Local 24-h hyperglycemia does not affect endothelium-dependent or -independent vasoreactivity in humans.

Hyperglycemia induces regional hemodynamic changes, as suggested by animal studies. These hemodynamic changes may play an initiating role in the pathogenesis of diabetic microangiopathy. The aim of the present study was to evaluate the effects of acute local hyperglycemia for 24 h on basal human forearm muscle and skin blood flow and endothelium-dependent and -independent vasoreactivity. Local hyperglycemia (approximately 15 mM) was induced by infusion of 5% glucose into the brachial artery of the nondominant arm. In control experiments, the same individual amount of glucose was infused intravenously in the dominant arm to correct for possible systemic effects of the infused glucose. Vasoreactivity of the forearm vasculature was evaluated by local infusion of acetylcholine (ACh), sodium nitroprusside (SNP), NG-monomethyl-L-arginine (L-NMMA), and norepinephrine (NE) into the brachial artery. Regional hemodynamic measurements were performed at baseline and after 6, 12, and 24 h of local hyperglycemia.
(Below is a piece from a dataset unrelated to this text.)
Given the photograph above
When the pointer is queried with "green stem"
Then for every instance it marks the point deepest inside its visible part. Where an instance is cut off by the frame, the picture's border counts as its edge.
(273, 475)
Median (with interquartile range) basal forearm (muscle) blood flow (FBF) was not influenced by the 24-h local hyperglycemia [infused-to-contralateral arm FBF ratio for glucose 1.32 (1.16-1.64) vs. control 1.54 (1.34-1.69)]. Skin microcirculatory blood flow (laser Doppler flowmetry, LDF) was not influenced by the 24-h local hyperglycemia [LDF ratio for glucose 1.00 (0.62-1.56) vs control 0.80 (0.58-1.14)]. In addition, the vasoreactivity of both muscle and skin (not shown) vasculature to ACh [percent change in FBF ratio for glucose 167% (81-263) vs. control 148% (94-211)], SNP [for glucose 486% (178-586) vs. control 293% (196-454)], L-NMMA [for glucose -36% (-56 to -22) vs. control -41% (-51 to -24)], and NE [for glucose -48% (-72 to -41) vs. control -66% (-79 to -33)] was also not affected by the local hyperglycemia. Thus, in contrast to animal studies, our results suggest that a moderate-to-severe hyperglycemia does not affect the regulation of basal blood flow or endothelium-dependent or -independent vasoreactivity in humans.